Unless you have a huge frying pan or a deep fat fryer….be prepared to spend a good 40 minutes to produce a batch (4 chicken breasts) and about 5 minutes eating time. But these crispy delicious treats are worth the wait and cannot go down quick enough!
I have tried and tested and amended many recipes for these and this is my best to date! The baking powder is an essential ingredient, without this the batter falls off the chicken.
Make sure oil reaches high temperature before turning down, this will ensure the oil remains at a consistently hot temperature.
I use Dunns River All Purpose Seasoning, if you don’t have any substitute with a tsp of whatever seasoning you do have e.g.

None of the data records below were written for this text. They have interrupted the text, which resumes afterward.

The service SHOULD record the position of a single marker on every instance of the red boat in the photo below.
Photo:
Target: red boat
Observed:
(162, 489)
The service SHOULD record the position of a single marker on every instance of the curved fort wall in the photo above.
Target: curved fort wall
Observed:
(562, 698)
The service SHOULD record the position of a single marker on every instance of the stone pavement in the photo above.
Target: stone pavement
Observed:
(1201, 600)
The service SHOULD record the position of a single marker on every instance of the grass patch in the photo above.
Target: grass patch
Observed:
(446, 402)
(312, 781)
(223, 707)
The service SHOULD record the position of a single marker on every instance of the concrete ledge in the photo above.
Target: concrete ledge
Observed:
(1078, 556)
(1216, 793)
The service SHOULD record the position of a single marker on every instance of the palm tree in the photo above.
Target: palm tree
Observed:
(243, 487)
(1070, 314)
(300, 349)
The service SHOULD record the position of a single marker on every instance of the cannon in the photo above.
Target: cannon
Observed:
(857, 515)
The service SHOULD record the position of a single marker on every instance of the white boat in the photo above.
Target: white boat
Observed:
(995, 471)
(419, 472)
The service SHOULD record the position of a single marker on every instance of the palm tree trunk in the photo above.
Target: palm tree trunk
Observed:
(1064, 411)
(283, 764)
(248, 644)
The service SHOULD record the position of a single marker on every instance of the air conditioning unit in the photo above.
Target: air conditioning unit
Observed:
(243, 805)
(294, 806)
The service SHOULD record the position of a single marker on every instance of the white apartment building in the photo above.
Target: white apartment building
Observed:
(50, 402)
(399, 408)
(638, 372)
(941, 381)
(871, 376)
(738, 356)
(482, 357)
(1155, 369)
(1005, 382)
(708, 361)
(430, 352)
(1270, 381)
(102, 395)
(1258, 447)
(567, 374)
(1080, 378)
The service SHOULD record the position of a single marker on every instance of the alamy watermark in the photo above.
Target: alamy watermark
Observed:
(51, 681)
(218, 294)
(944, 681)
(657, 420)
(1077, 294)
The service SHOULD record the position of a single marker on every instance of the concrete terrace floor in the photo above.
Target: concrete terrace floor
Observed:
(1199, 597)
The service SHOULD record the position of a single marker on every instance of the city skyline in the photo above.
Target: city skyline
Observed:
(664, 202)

Cajun, Everyday, Paprika.
2-3 Chicken Breast
150g Plain Flour
2 tsp Baking Powder (crucial ingredient)
1 tsp All Purpose Seasoning (or whatever you have)
1. Mix 100g of flour with baking powder and all purpose.
2. Stir in water a little bit at a time, until consistency is slightly thicker than double cream. Mix well to remove any lumps.
3. Chop each chicken breast into 8 chunks, each piece should be about as big as a 50p.
4. In a separate bowl, mix the pieces with the remaining 50g of dry flour so each piece is well coated and appears dry.
5. Heat the oil to a high temperature in deep frying pan. Once hot, turn down to ensure it does not spit when you add the chicken.
6. Remove each piece from the dry flour, dip it in the batter to cover, remove with a spoon and drop in the hot oil.
7. Scoop any leftover batter from spoon on top of the ball and leave to cook for 3 mins before turning and frying for another 3 mins.
8. Remove with a slotted spoon and add to a bowl lined with kitchen towel to remove any excess oil.
I recommend serving with white rice or egg fried rice with sweet and sour sauce. Happy cooking!